Actual rich people can’t ever be the target. It’s a classic peasant mentality: going into fits of groveling and bowing whenever the master’s carriage rides by, then fuming against the Turks in Crimea or the Jews in the Pale or whoever after spending fifteen hard hours in the fields. You know you’re a peasant when you worship the very people who are right now, this minute, conning you and taking your shit. Whatever the master does, you’re on board. When you get frisky, he sticks a big cross in the middle of your village, and you spend the rest of your life praying to it with big googly eyes. Or he puts out newspapers full of innuendo about this or that faraway group and you immediately salute and rush off to join the hate squad. A good peasant is loyal, simpleminded, and full of misdirected anger. And that’s what we’ve got now, a lot of misdirected anger searching around for a non-target to mis-punish . . . can’t be mad at AIG, can’t be mad at Citi or Goldman Sachs. The real villains have to be the anti-AIG protesters! After all, those people earned those bonuses! If ever there was a textbook case of peasant thinking, it’s struggling middle-class Americans burned up in defense of taxpayer-funded bonuses to millionaires. It’s really weird stuff.

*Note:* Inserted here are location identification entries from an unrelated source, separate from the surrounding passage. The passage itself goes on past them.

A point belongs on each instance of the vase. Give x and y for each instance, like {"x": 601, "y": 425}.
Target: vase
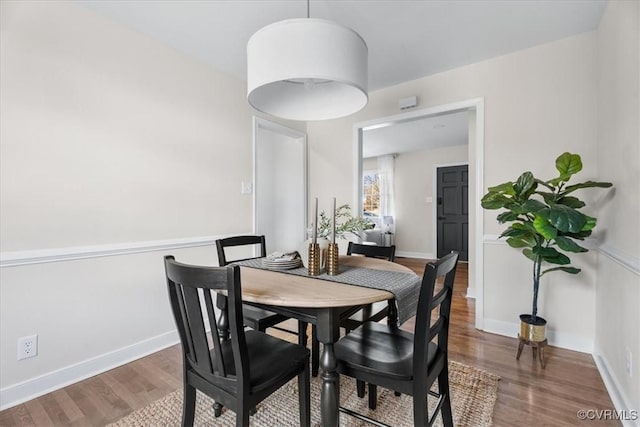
{"x": 531, "y": 330}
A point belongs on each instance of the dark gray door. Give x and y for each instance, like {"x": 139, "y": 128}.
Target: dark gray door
{"x": 453, "y": 211}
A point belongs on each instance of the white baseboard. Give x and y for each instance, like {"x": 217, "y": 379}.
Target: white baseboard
{"x": 557, "y": 339}
{"x": 421, "y": 255}
{"x": 621, "y": 401}
{"x": 35, "y": 387}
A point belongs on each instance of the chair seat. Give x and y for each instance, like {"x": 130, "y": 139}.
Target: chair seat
{"x": 270, "y": 359}
{"x": 381, "y": 350}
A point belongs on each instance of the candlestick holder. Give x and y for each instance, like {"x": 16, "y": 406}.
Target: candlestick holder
{"x": 333, "y": 267}
{"x": 313, "y": 264}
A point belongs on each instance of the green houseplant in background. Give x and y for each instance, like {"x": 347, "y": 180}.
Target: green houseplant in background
{"x": 545, "y": 221}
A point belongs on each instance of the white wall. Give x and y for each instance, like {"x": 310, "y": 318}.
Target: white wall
{"x": 414, "y": 182}
{"x": 539, "y": 102}
{"x": 111, "y": 143}
{"x": 618, "y": 284}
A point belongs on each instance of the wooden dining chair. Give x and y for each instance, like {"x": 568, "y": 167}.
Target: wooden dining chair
{"x": 239, "y": 372}
{"x": 372, "y": 312}
{"x": 386, "y": 356}
{"x": 255, "y": 318}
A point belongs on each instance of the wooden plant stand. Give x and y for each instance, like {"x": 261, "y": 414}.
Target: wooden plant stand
{"x": 535, "y": 345}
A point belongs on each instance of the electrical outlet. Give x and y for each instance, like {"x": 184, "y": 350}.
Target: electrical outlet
{"x": 247, "y": 187}
{"x": 27, "y": 347}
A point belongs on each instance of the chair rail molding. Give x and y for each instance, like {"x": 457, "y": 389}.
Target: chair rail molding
{"x": 42, "y": 256}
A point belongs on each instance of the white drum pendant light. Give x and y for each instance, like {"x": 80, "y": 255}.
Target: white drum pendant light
{"x": 307, "y": 69}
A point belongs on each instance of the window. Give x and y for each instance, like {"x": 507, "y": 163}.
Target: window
{"x": 371, "y": 194}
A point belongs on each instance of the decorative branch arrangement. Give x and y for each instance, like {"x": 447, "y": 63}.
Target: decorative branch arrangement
{"x": 345, "y": 223}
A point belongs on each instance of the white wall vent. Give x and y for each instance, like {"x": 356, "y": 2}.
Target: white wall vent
{"x": 406, "y": 103}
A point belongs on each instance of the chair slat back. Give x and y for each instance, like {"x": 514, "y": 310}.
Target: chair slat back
{"x": 427, "y": 328}
{"x": 229, "y": 242}
{"x": 382, "y": 252}
{"x": 188, "y": 287}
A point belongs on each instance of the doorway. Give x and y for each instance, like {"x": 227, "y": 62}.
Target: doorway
{"x": 475, "y": 108}
{"x": 452, "y": 210}
{"x": 280, "y": 185}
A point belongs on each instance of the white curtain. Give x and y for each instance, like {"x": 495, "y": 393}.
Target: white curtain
{"x": 385, "y": 174}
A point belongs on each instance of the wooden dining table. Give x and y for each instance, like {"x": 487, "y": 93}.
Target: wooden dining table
{"x": 322, "y": 303}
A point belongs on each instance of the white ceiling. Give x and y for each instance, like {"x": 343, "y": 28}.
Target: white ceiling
{"x": 406, "y": 39}
{"x": 421, "y": 134}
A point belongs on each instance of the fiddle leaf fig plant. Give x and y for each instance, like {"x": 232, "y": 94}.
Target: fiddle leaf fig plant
{"x": 544, "y": 218}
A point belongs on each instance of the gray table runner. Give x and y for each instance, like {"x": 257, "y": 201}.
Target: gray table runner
{"x": 404, "y": 286}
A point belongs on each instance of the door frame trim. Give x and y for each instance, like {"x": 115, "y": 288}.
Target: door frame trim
{"x": 435, "y": 203}
{"x": 264, "y": 124}
{"x": 476, "y": 157}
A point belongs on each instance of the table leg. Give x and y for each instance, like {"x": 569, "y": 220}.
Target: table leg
{"x": 328, "y": 333}
{"x": 392, "y": 314}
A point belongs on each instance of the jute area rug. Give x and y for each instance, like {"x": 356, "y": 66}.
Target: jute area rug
{"x": 473, "y": 396}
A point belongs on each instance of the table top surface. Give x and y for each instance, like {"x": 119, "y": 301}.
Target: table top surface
{"x": 288, "y": 290}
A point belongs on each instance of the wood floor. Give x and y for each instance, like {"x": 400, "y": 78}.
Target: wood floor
{"x": 527, "y": 396}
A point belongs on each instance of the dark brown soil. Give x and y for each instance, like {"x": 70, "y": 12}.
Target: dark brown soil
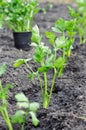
{"x": 69, "y": 96}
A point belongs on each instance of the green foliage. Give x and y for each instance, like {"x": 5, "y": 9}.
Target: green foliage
{"x": 47, "y": 58}
{"x": 68, "y": 30}
{"x": 25, "y": 108}
{"x": 1, "y": 13}
{"x": 3, "y": 99}
{"x": 19, "y": 14}
{"x": 2, "y": 69}
{"x": 80, "y": 17}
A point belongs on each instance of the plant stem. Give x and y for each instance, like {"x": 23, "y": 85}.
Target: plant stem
{"x": 45, "y": 92}
{"x": 53, "y": 83}
{"x": 6, "y": 116}
{"x": 29, "y": 68}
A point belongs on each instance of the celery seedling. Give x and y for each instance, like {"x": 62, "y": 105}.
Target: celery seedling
{"x": 3, "y": 99}
{"x": 47, "y": 59}
{"x": 26, "y": 108}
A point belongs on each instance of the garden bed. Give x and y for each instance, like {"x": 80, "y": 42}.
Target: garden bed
{"x": 68, "y": 105}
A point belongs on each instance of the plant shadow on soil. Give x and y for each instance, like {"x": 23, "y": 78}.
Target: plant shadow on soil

I realize that we’ve probably quoted the paragraph above many times before here. But I like it.


Benen: CHUTZPAH WATCH..

Former Senate Majority Leader Bill Frist (R-Tenn.) appeared on Fox News this morning to criticize Democrats for, of all things, considering reconciliation for health care reform. At the same time, he endorsed his own effort to expand government intervention into health care while adding hundreds of billions of dollars to the national debt.

It was quite an interview, even for "Fox & Friends." Frist said the Medicare Part D legislation is "a great bill." That he and his GOP colleagues didn't even try to pay for it, or address the "donut-hole" problem, didn't come up. Frist went on to boast that he didn't try to pass the measure through reconciliation, which he denounced as a method of cramming legislation "down people's throats."

He was, not surprisingly, cheered on by the hosts. Steve Doocy, for reasons that are unclear, referred to reconciliation as a "loophole." Brian Kilmeade, in an apparent attempt at a pun, told Frist, "The term is they are using a 'Rahm' it down your throat."*

But routine Fox News nonsense notwithstanding, hearing Frist bash reconciliation is pretty interesting. After all, as recently as June, Frist told Bill Bennett, "[Reconciliation is] legal, it's ethical, you can do it."

For that matter, Bill Frist supported using reconciliation to pass Bush tax cuts in 2001, 2003, and 2005. At the time, he was unconcerned about cramming legislation "down people's throats."